Over at madame zenobia’s we had a little pity party for ourselves about how much we miss living in the south. Well, to be fair, so far everyone has left examples of missed life and of NOT MISSED life. At any rate, I’ll count this as part of my NOT MISSED life in VA.
I am grateful that those “underpants” exist–think of what we’d see if they weren’t there? (Who uses the word “underpants” anymore anyway? Aren’t we talking about “boxer shorts,” anyway? Though I guess “boxers” don’t sound as intimate or offensive as “underpants” does.)
Well, I’ll TELL you what you’d see if they weren’t there. As the sister of a brother who for many a year thought it was hippy-cool to forgo the undergarment option, and as that brother also thought it was too much work to weave a belt (or rope! It could have been of hemp!!) through his jeans, I spent those years averting my eyes from the horror of what his fashion choices made too, too clear.
Let me tell you. He got all manner of “underpants” from me for Christmas for many years in row. Damn I wasted a lot of money on those obvious hints–hints he apparently graciously donated to the Rescue Mission on Boxing Day.

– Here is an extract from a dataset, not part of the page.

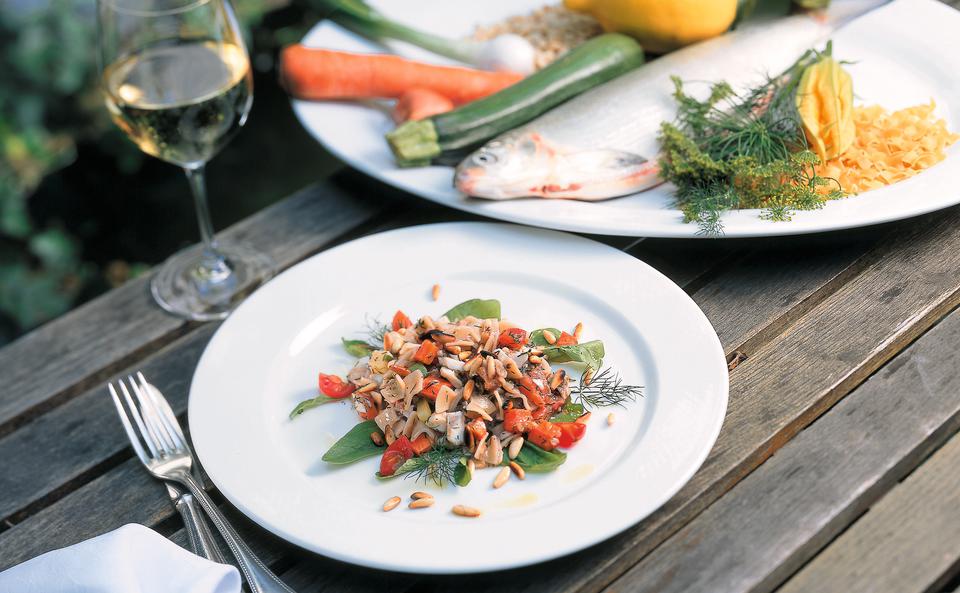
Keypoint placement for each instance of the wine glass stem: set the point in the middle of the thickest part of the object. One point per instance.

But to the more important point, here: to be “offended” by someone’s apparel is to have too much time on one’s hands. This fashion is a manifestation of another more important revolt, and this legislation is working to silence, control, halt, or otherwise oppress expression.
Further: clothing is highly overrated, anyway. The human body is not something to be ashamed about, or embarrassed by, or offended by. My dear brother understands this better than I, it seems.